Free function Customisation Point Default implementation
Adapter fork() SingleSender fork_customisation(Executor, Sender) SingleSender Executor::fork(Sender)

Errors can be passed through directly, or hoisted into the asynchronous stream. An error at fork time passed in the asynchronous stream can of course be caught at the point where the token is received, rather than where tasks are ready, and simply not enqueue, forwarding it all the way to the end. In this way we have a very simple mechanism for skipping enqueue completely.

The join adapter

This is the inverse of fork. For example, the implementation might enqueue a callback into the queue associated with the incoming token that when that work completes, propagates the value.

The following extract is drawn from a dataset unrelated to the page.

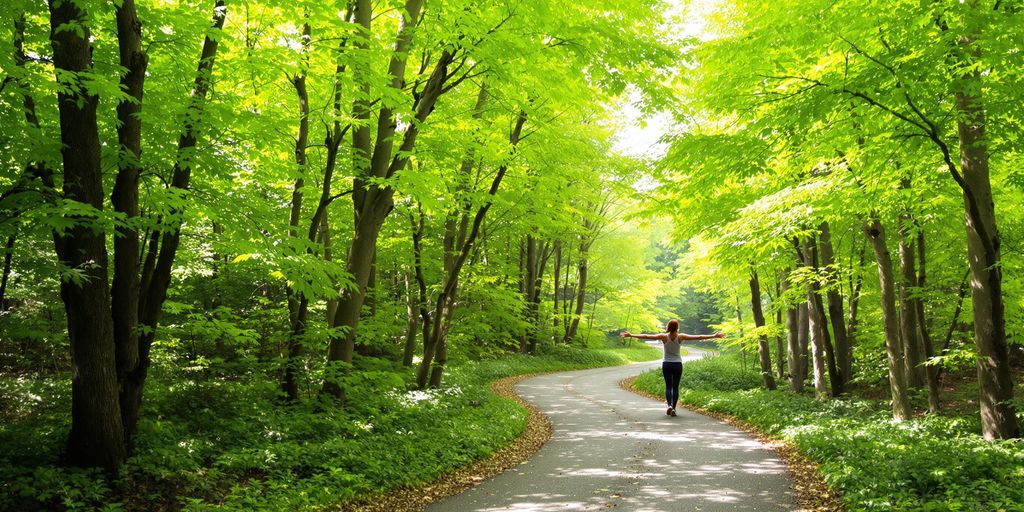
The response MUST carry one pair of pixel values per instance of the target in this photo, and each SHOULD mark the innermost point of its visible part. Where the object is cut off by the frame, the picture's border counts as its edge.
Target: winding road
(611, 449)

There is no explicit customisation point necessary. Join returns an adapter that accepts a SingleSender<Token<V>> and returns a SingleSender<V>. The implementation of on_value will forward the passed SingleReceiver<V> directly to the token's submit method.

Free function Implementation
Adapter join() An adapter that submits its outgoing receiver to the incoming token when it arrives.

Intermediate senders/receivers

Each intermediate sender/receiver link constructed by a task constructor on the executor should, if the executor is capable of handling an async chain (that is if Token<V> != V) has for any set_value(V&&) on its interface a matching set_value(Token<V>&&).

That is that each constructed task should be able to act in both a synchronous and an asynchronous mode. Note that the words 'synchronous' and 'asynchronous' here refer to when the task is processed relative to the input value, not relative to the thread that constructs the chain. An asynchronous task may be a sequence of enqueue operations and the actual task runs much later.

The reason for handling both is that it means we can fork or not fork and use the same tasks returned from an executor. A GPU task that is not forked would be effectively synchronous in that it might cause a queue callback to the CPU after each task, a GPU task that is forked could enqueue unlimited work before a callback. Both are valid use cases, however, and the concept of switching to asynchrony using fork/join can be orthogonal in use to bulk/non-bulk, for example.

Of course it is also valid for a given task constructor on an executor to not return a valid task in a synchronous mode, or an asynchronous mode, which would be caught at compile time.

Conclusion

These changes are intended to be minimal, and just raise the executor document to a level where we can agree on fundamental laziness and integration into a higher level future model we build on top.

As first steps we can consider modifying the document as described in the introduction.

As next steps we should have a focused discussion on the precise set of task construction functions and their parameterisation. We should add task constructors that can process errors in stream and discuss whether the design of bulk is optimal.